Hemolytic Anemias - Extravascular v. Intravascular

Answer 18

• Extravascular hemolysis: Spleen (mononuclear phagocytic cells) normally destroy RBCs, can contribute to hemolytic anemias! Also sickle cell anemia & hereditary spherocytisis
• Intravascular hemolysis: destruction of RBCs in the vascular compartment - mechanical trauma (heart valves, marathons & bongo drums), antibody fixation (mismatched blood transfusion), toxic injury to RBCs (malaria, septic shock). Peripheral smear would show multiple fragmented RBCs - helmet cells & schistocytes

Question 19

Hemolytic Anemias - Intrinsic v. Extrinsic

Answer 19

• Intrinsic: genetic & hereditary RBC diseases (sickle cell, hereditary spherocytosis). May see schistocytes or spherocytes. Can include disorders of rBC membrane, RBC enzyme deficiencies, disorders of hemoglobin synthesis. Often have a + family hx. Can be FURTHER divided into: Abnormal hemoglobin, abnormal RBC metabolism, or abnormal hemoglobin SYNthesis.
• Extrinsic: cause is extrinsic TO THE RBC - heart valve prosthesis/AV shunts, malarial infection, lead poisoning or snake venom, hypersplenism (abnormal sequestration of RBCs in spleen), acquired hemolytic anemias (autoimmune - IgG against RBCs)

Question 20

Autoimmune causes of Extrinsic Hemolytic Anemias

Answer 20

Can be Primary/Idiopathic or Secondary to…
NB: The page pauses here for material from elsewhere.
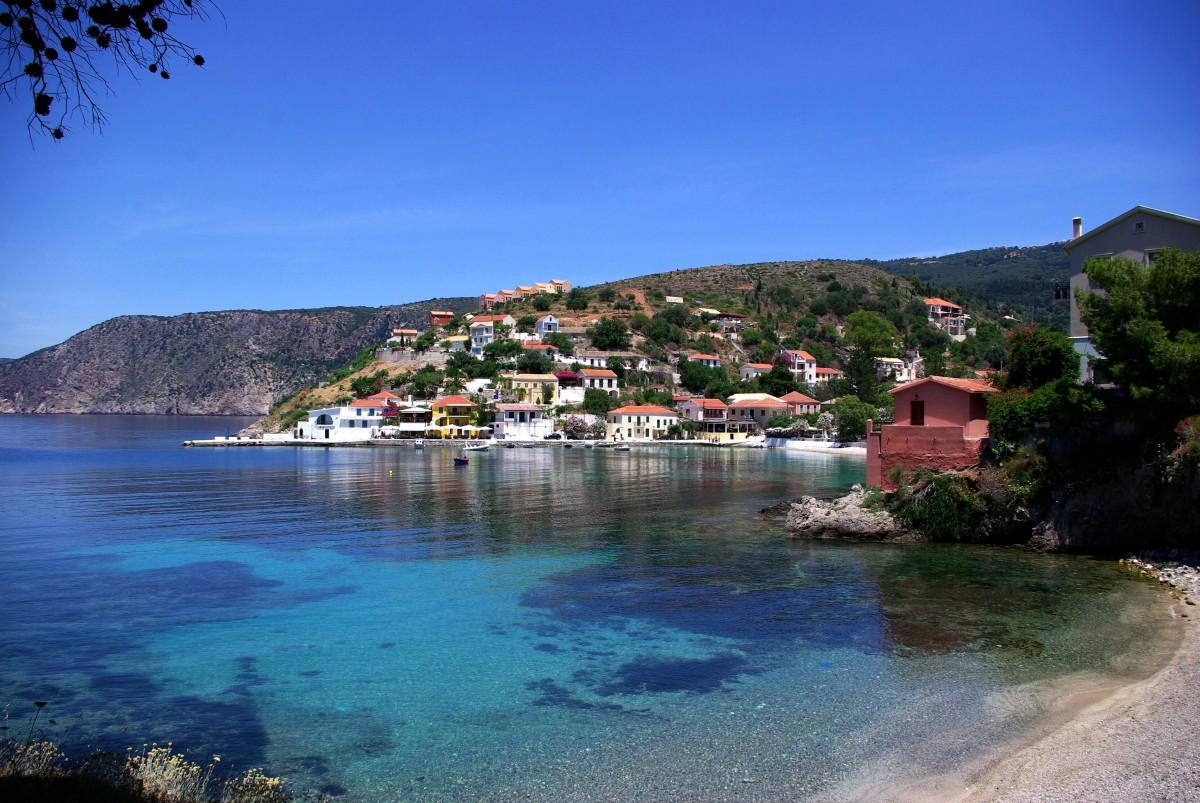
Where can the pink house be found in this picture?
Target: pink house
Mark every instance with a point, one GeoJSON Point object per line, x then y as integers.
{"type": "Point", "coordinates": [941, 424]}
{"type": "Point", "coordinates": [798, 403]}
-lymphoma, carcinoma, sarcoidosis, collagen vascular dz (lupus or RA)

Question 21

Immune hemolysis is caused by…

Answer 21

Bad blood transfusions

Fetal/Maternal incompatibility… ?? What the hell even is this card? Ugh.

Question 22

What’s Hemoglobin?

Answer 22

• metallo-proteins made of 2 identical pairs of chains
• Hb F during fetal/neonatal period is made of 2 alpha & 2 gamma chains
• After 1 year, the adult profile is present: over 95% adult hemoglobin (Hb A, 2 alpha chains, 2beta chains) & 2-3.5% of hemoglobin A2

Question 23

Sickle Cells

Answer 23

• *A single point mutation in the beta-globulin creates hemoglobin S.
• Autosomal recessive inheritance of the dz
• RBCs sickle at low pH & low O2, sickling is initially reversible. Low pH reduces oxygen’s affinity for hemoglobin!
• Shorter life span! 20 days**

Question 24

Sickle Cell Disease prevalence in US & Africa

Answer 24

• ~8% of American blacks are heterozygous for Hb S = carriers or “sickle cell trait” = 40% Hb S, 60% HbA?
• Homozygous = almost 100% Hb S
• 2 million Americans have trait
• 1 in 500 African-Americans develops sickle cell anemia
• In Africa 1/100 develop dz
• Newborns have several months of protection from fetal hemoglobin

Question 25

HbSC disease

Answer 25

Hemoglobin C has higher affinity to deoxygenated HbS & HbA

• HbSC dz is milder than full sickle cell
• Sx: hematuria, retinal hemorrhages & aseptic necrosis of femoral head
• 2-3% American blacks are asymptomatic HbC/HbA heterozygotes
• 1 in 1250 has HbSC dz

Question 26

Sickle Cell Anemia

Answer 26

• MCHC influences pathogenesis
• Increased MCHC (from intracellular dehydration?!) facilitate sickling & thus vascular occlusion
• Conditions decreasing MCHC (alpha-thalassemia) will have milder sx’s/dz b/c it reduces globin synthesis
• Clinical manifestations: chronic hemolysis & ischemic tissue damage from occlusion of small blood vessels
• Pathogenesis of microvascular occlusions: I can’t add to this card because I MUST pee now & it’s written in tiny stupid print.